This work addresses the mismatch between 2D perception and 3D decision-making in vision-and-language navigation for drones operating in complex urban environments. The authors propose SpatialFly, a framework that relies solely on RGB inputs and introduces a geometry-guided 2D representation alignment mechanism to inject global geometric priors into semantic features. By integrating cross-modal attention, the method implicitly aligns 2D semantics with 3D geometry without requiring explicit 3D reconstruction. Key innovations include geometric prior injection, geometry-aware reparameterization, and gated residual fusion, which collectively enhance spatial reasoning capabilities. Experiments demonstrate that SpatialFly outperforms state-of-the-art methods in both seen and unseen scenarios, reducing path error by 4.03 meters and improving success rate by 1.27% on the Full unseen test set, while generating smoother trajectories with better path alignment.
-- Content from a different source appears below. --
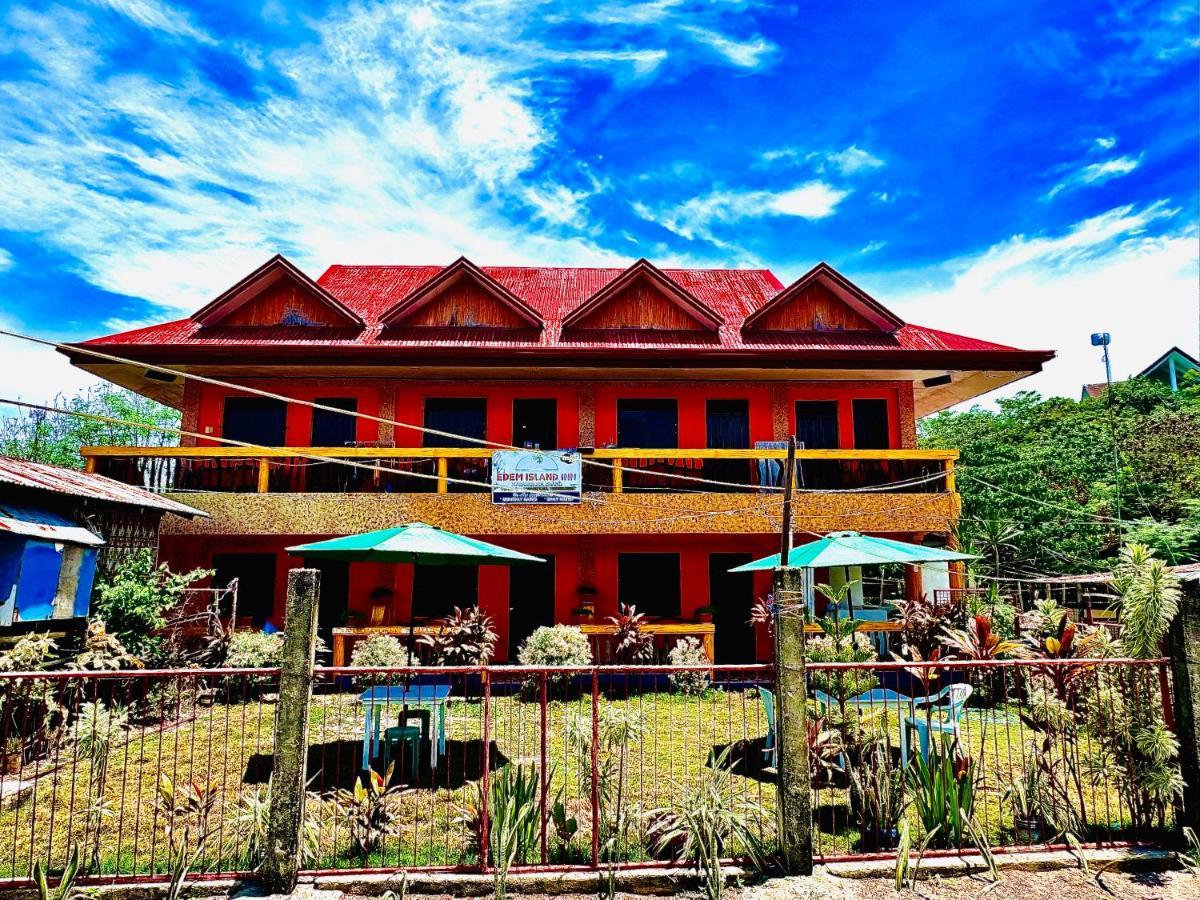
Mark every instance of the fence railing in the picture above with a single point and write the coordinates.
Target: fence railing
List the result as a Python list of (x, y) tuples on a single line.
[(315, 469), (600, 755)]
UAVs play an important role in applications such as autonomous exploration, disaster response, and infrastructure inspection. However, UAV VLN in complex 3D environments remains challenging. A key difficulty is the structural representation mismatch between 2D visual perception and the 3D trajectory decision space, which limits spatial reasoning. To this end, we propose SpatialFly, a geometry-guided spatial representation framework for UAV VLN. Operating on RGB observations without explicit 3D reconstruction, SpatialFly introduces a geometry-guided 2D representation alignment mechanism. Specifically, the geometric prior injection module injects global structural cues into 2D semantic tokens to provide scene-level geometric guidance. The geometry-aware reparameterization module then aligns 2D semantic tokens with 3D geometric tokens through cross-modal attention, followed by gated residual fusion to preserve semantic discrimination. Experimental results show that SpatialFly consistently outperforms state-of-the-art UAV VLN baselines across both seen and unseen environments, reducing NE by 4.03m and improving SR by 1.27% over the strongest baseline on the unseen Full split. Additional trajectory-level analysis shows that SpatialFly produces trajectories with better path alignment and smoother, more stable motion.